Reverend Philbert Whynn, who was leading service inside the church when the shooting unfolded, said the country has drifted far from the standards he knew as a youth. "There was a time when I was growing up and a man who was smoking saw a pastor coming and he would put it (the cigarette) out. There was a time when they wouldn't have a dance or party or some shops open on a Sunday," he said.
"[But now] anything goes on a Sunday, anything goes anywhere. When we reach the stage that somebody goes through a church gate much less on the church porch .... there is no question society is on the decline. Plus couple years ago you would never find them shooting a woman, never. But today we are hurting women, we are shooting women," Whynn added.

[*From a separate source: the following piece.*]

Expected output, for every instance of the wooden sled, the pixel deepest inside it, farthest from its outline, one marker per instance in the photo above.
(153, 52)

The pastor described the unsettling moments when the first shot rang out during prayer. "We were praying and calling on God and paused because it was a natural response. Then I kept on going because I thought it was outside on the street because there are several businesses around the area," he said.
The gravity of what was happening became impossible to ignore moments later. "When I heard the second and third one and I could see where the lady fell and they were trying to back the door because we were wondering if this guy was going to come in, and I engaged the congregation to call on Jesus. It was terrifying, real terrifying," Whynn said.
Reports indicate that a single masked attacker walked up to Thompson at the church entrance, where she had been selling books, and fired five shots at her before fleeing in a black Toyota Voxy.
Veteran preacher Reverend Dr Al Miller linked the bloodshed to a wider breakdown in respect and accountability. "When you see a church [service] can be going on and someone is murdered, it's the same issue of a deterioration of governance because there is no consequences for behaviour anymore," he said. "There are no values, no morals. So society is on the decline and it means there is poor governance as the root problem."
The attack revives memories of a 2021 case in which 51-year-old Andrea Lowe-Garwood was gunned down inside the Agape Christian Fellowship in Falmouth, Trelawny, by a man who had blended in with the congregation. Dwight Bingham, named as the shooter, was eventually handed a 45-year prison term, while getaway driver Leon Hines was sentenced to six years.
Miller argued that offences carried out on or close to church property should carry tougher punishment. "You must have consequences and serious consequences that it becomes a deterrent, but there is no deterrent, and I hear a lot of foolishness in Parliament on the argument that it is not a deterrent. Since when is it not a deterrent?" he said.
Jamaican law does not currently impose stiffer sentences based on the location of an offence. Asked whether it should, Whynn took a different view, saying: "A crime is a crime wherever it is committed and the law should carry out its course."
Still, Whynn said he is confident that those who escape earthly justice will face a higher reckoning. "But I can tell you this, as a pastor, while the law doesn't have anything to say where the crime was committed, crimes committed in church, if not the justice of the land, something else will happen. These men that do these things. if they don't repent and turn themselves in, God will deal with them," he told THE STAR. "Somewhere or the other, justice must be served, and if not through men, it will through God."